Le gouverneur de Californie, Gavin Newsom, a convoqué une session d’urgence de la législature de l’État de Californie le 2 décembre, « pour aider à renforcer nos ressources juridiques et protéger notre État contre toute action illégale de l’administration Trump entrante. » Elle se concentrera sur le financement de poursuites contre toute action ayant un impact sur les libertés civiles, les droits reproductifs, la protection des immigrés et les initiatives climatiques. M. Newsom a déclaré que les législateurs californiens « chercheront à travailler avec le nouveau président – mais ne nous y trompons pas, nous avons l’intention de nous tenir aux côtés des États de toute la nation pour défendre notre Constitution et faire respecter l’État de droit. »

La Californie possède la cinquième économie du monde et sa population de 39 millions d’habitants est plus de quatre fois supérieure à celle de la Hongrie (9,59 millions d’habitants), pays dont les Républicains MAGA tirent une grande partie de leur vision idéologique.

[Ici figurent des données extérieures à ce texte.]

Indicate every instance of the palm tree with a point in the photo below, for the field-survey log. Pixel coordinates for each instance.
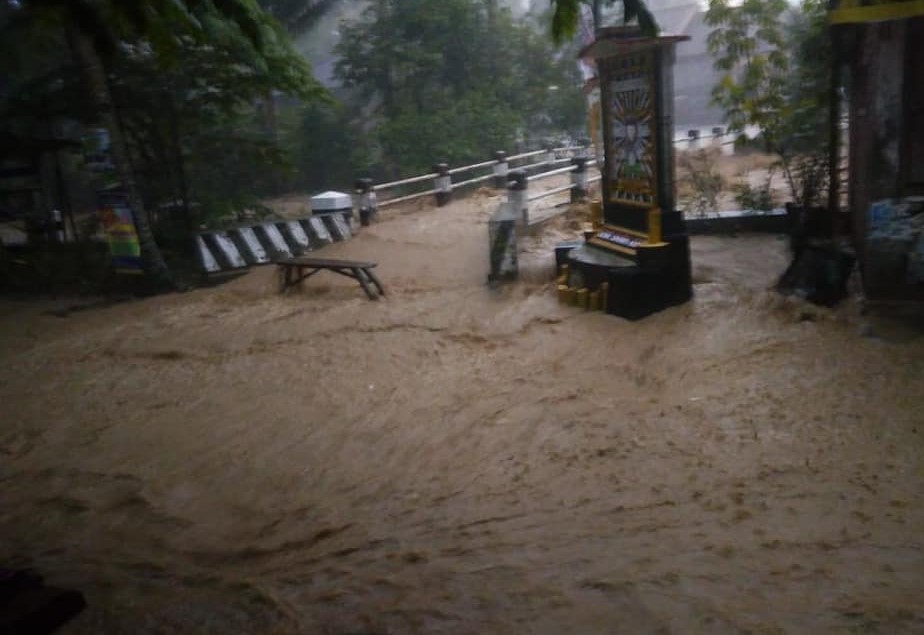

Le gouverneur de l’Illinois, J.B. Pritzker, qui a été qualifié de « guerrier heureux », a tenu une conférence de presse aujourd’hui, déclarant aux journalistes qu’il continuerait à œuvrer pour que l’Illinois reste « un lieu de stabilité et de gouvernance compétente » et s’engageant à protéger les habitants de son État, quoi que fasse la nouvelle administration. « À tous ceux qui ont l’intention de venir priver les habitants de l’Illinois de leur liberté, de leurs chances et de leur dignité, je rappelle qu’un guerrier heureux est un guerrier heureux : Je vous rappelle qu’un guerrier heureux reste un guerrier », a-t-il déclaré. « Vous venez pour mon peuple, vous passez par moi ».
M. Trump a clairement indiqué qu’il entendait avoir son mot à dire dans les décisions de la Réserve fédérale, qui gère les taux d’intérêt et durant son premier mandat, il a fréquemment attaqué le président de la Fed, Jerome Powell, qu’il avait nommé, pour ne pas avoir abaissé les taux afin de relancer l’économie. Les conseillers de Donald Trump ont suggéré que le président pourrait prendre le pouvoir sur les finances du pays en révoquant des membres de la Fed au cours de son prochain mandat.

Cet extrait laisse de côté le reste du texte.